Merlin eyed him over the blanket in a manner that suggested heroism and resignation fast friends. “Six. That’s… generous.” He blew his nose, tested a breath, and winced. “I’ll behave.”
“You’ll try,” Gaius corrected, but his mouth twitched. He turned to the table, where he’d set out a small, battered satchel. “I’ve packed the herbs premeasured. Honey, too. And the rosehip syrup Gwen smuggled out of the kitchens as if it were contraband.”
“Because it is,” came a voice from the door, knuckles rapping once before it swung inward. Arthur tried for nonchalance and achieved it for perhaps a heartbeat. Then he registered Merlin sitting up, color in his cheeks, and his shoulders loosened by a measure only someone watching for it would see. “You’re vertical.”
“Mostly,” Merlin said. He reached for his boots and found them suspiciously by the fire, warm. He narrowed his eyes at Gaius, then at Arthur, who studied a spot on the ceiling with undue interest.

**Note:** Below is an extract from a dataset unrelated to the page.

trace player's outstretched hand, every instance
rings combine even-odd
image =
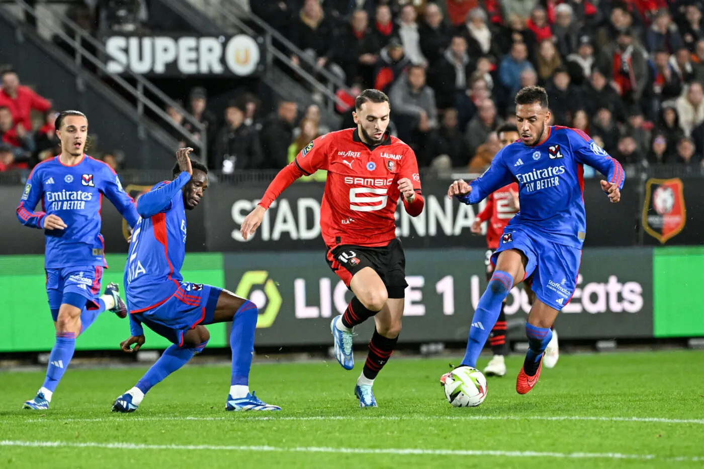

“I was passing,” Arthur said, which would have been more convincing had he not also produced—like a conjurer from an expensive sleeve—a second cloak. “The yard’s still damp. Take this.”
“I have one,” Merlin said, even as his hands took the offered wool with the reflex of a man who knew better than to spurn warmth. “Is this the part where you hover?”
“I do not hover,” Arthur said, affronted. “I supervise.”
Gaius made a sound that could have been a cough. “You will supervise him as far as the armory, then send him to the kitchens for broth at midmorning. I’ve sent word; they’ll have it ready.”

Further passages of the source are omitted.